Rep. Robin Vos, D-Caledonia, is quoted by the Wisconsin State Journal today saying, ""If we have to invest money in rail, high-speed rail is much more likely to have a positive economic impact than commuter rail."
Although work on the project could start soon, since much of the preliminary planning is done, the first 110mph train to Madison isn't expected to leave before 2016, according to the state's application for the funds.

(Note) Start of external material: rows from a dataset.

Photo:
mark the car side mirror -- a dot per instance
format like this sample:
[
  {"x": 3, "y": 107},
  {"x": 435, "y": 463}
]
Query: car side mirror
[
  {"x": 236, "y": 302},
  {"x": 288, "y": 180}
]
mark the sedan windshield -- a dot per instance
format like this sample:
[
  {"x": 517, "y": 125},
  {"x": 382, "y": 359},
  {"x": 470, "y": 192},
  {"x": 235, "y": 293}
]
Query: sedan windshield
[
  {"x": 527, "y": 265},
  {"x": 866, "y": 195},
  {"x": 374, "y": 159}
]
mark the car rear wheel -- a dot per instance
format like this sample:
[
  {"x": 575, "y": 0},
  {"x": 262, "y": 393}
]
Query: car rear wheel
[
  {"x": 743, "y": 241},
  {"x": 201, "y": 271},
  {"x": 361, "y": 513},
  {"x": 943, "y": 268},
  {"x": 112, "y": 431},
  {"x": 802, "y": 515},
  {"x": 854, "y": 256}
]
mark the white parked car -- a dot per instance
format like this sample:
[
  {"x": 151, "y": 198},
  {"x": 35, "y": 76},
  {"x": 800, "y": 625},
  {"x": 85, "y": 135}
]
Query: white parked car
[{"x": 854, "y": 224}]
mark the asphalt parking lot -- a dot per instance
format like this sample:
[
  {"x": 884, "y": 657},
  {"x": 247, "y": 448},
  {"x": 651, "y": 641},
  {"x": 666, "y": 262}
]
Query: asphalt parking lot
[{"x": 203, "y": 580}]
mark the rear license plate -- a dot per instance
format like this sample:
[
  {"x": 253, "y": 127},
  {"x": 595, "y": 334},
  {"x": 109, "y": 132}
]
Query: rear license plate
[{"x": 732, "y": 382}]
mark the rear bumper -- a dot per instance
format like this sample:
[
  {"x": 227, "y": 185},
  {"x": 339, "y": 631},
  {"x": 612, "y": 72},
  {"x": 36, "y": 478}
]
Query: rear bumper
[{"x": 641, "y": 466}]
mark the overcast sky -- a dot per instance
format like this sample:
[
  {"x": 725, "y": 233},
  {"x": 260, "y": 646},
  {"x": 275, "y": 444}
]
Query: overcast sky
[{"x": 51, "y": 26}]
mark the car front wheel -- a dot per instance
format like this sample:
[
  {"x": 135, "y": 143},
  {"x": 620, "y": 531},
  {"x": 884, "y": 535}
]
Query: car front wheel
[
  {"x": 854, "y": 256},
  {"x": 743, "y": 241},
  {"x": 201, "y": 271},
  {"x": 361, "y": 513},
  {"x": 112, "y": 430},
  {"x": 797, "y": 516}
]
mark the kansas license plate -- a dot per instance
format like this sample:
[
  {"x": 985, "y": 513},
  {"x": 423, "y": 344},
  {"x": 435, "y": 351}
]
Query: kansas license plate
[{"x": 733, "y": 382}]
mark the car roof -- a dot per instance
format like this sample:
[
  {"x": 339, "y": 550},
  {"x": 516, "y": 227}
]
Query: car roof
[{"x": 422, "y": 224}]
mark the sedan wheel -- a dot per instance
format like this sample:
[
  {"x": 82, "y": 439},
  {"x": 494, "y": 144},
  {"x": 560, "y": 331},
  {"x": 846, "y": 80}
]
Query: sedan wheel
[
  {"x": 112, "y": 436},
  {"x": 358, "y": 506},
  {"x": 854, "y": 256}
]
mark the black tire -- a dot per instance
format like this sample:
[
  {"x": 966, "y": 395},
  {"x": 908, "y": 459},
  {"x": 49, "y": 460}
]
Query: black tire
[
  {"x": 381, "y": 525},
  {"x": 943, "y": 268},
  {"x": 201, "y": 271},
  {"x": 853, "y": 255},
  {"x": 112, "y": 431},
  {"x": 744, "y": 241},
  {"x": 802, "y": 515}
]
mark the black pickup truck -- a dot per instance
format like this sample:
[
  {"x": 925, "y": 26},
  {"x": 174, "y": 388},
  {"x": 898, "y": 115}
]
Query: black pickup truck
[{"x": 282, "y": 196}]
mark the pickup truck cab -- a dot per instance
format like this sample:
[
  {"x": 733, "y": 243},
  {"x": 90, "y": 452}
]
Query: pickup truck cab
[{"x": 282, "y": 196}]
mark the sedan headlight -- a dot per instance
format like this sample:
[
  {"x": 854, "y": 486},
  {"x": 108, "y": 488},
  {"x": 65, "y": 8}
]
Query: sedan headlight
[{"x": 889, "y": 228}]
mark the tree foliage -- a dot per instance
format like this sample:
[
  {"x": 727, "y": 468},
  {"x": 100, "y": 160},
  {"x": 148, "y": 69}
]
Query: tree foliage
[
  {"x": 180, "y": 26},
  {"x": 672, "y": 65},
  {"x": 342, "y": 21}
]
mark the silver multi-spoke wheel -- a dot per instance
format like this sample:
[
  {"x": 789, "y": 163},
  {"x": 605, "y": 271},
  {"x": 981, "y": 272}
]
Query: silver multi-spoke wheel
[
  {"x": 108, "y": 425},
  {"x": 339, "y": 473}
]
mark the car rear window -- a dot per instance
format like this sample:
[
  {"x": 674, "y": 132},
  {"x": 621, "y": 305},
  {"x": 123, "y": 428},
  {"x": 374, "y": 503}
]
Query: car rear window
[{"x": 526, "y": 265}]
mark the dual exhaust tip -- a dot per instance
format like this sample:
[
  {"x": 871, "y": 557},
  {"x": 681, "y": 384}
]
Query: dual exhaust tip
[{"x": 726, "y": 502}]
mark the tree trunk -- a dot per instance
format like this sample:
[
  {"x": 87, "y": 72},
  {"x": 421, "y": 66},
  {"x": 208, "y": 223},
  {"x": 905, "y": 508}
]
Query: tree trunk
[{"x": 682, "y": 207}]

Here's Kohl and Feingold's statement:
U.S. Senators Herb Kohl and Russ Feingold today announced that Wisconsin’s high-speed rail projects will receive $822 million in federal stimulus funds. Of that total, $810 million will be directed to the Madison-Milwaukee corridor and $12 million to the Milwaukee-Chicago corridor. The American Recovery and Reinvestment Act (ARRA) included $8 billion for high-speed rail projects. This $8 billion was designated for capital projects, and included three types of competitive discretionary rail grant programs – one of which was for high-speed rail corridor development grants.
“It’s great to see Wisconsin getting its fair share of these federal funds. The Secretary’s decision speaks to the quality of our state’s high-speed rail corridor project. I’m especially pleased by the promise it holds to create jobs and provide transportation choices for travelers across our state,” Kohl said.
“This funding is good news for Wisconsin workers. Not only will this funding help create jobs improving our state’s infrastructure, it will open up more job opportunities for workers in southern Wisconsin. This is an important investment in Wisconsin’s economy and workforce,” Feingold said.
According to the Department of Transportation, the $810 million in funds allocated to the Madison-Milwaukee project will be used for construction of track, passenger stations, signaling and other infrastructure improvements to extend the existing Amtrak Hiawatha service between Chicago and Milwaukee to Madison. The project will result in increased ridership and improved on-time performance. The $12 million in funds directed to the Milwaukee-Chicago project will be used for the installation of crossovers between Chicago and Milwaukee to improve on-time performance for the Amtrak Hiawatha and Empire Builder services, and for construction to extend the platform at the Milwaukee Airport Station, which will reduce travel times on the Amtrak Hiawatha and Empire Builder services by allowing trains longer than the current platform to board and deboard faster.
Wisconsin applied for funding under the Federal Railroad Administration’s High-Speed Intercity Passenger Rail Program. According to the State’s application, this would create thousands of jobs in the state, along with clearing congestion on highways and airports and providing an environmentally friendly transportation alternative.
Last November, Feingold and Kohl sent a letter to Department of Transportation Secretary Ray LaHood in support of the Wisconsin Department of Transportation’s application to the Federal Railroad Administration for funding under the ARRA rail program. In April, 2009, Kohl and Feingold and a group of 11 other Midwestern Senators signed a letter to President Obama asking that Midwestern rail corridors be considered for ARRA rail funding.
Kohl called Secretary LaHood on Jan. 21 when officials at the Department of Transportation indicated that decisions were being made about how to allocate the funding, which must be obligated by Feb. 17. Feingold spoke with Secretary LaHood in December 2009 to highlight how Wisconsin has been a leader on passenger rail issues under Governor Doyle and WisDOT Secretary Busalacchi and voice support for funding for Wisconsin’s proposal.